Snarky Puppy love playing Glasgow and Glasgow clearly loves having them back as they continue to move up the venue scale. The band’s live appeal is obvious: its performances have the feeling of an event and its music is similarly eventful. It doesn’t stay in one place, rhythmically, stylistically or geographically, too long and it’s arranged for maximum impact, be that with a full-on full band surge or a keyboard solo that was almost literally that – solo – to begin with before building up with possibly the most bent synth notes since George Duke played at the Apollo over the way.

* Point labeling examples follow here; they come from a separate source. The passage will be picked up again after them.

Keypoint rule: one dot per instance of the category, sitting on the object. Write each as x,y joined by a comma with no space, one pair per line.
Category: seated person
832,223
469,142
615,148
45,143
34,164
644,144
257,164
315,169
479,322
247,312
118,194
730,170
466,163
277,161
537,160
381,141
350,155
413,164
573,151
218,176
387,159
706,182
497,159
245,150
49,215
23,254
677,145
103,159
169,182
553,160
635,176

In some senses this is a continuation of jazz’s big band era brought into the social media interaction age – the gig was being recorded and will be available for download on the band’s website shortly – and if the line-up here was a very mobile nine-piece, it often sounded orchestral and there are features in the music that, say, Kenton or Ellington might well have embraced, not least in the evocations of the Orient, Africa, Spain and Latin America.

The groove, of course, is decidedly of the current time and the elements of hungry funk here and Philly soul there, not to mention the tear-it-up trumpet and saxophone extemporisations and drums-percussion sequences, communicate with an audience ranging from student pass to bus pass vintages.

For all the music’s sophistication and the musicians’ undoubted prowess, it’s that communication, a sense of community, co-ownership even, that impresses most in a way and as the band picked up the Eastern European-flavoured chant that formed the concert’s coda it was noticeable that the audience had got there first – in harmony.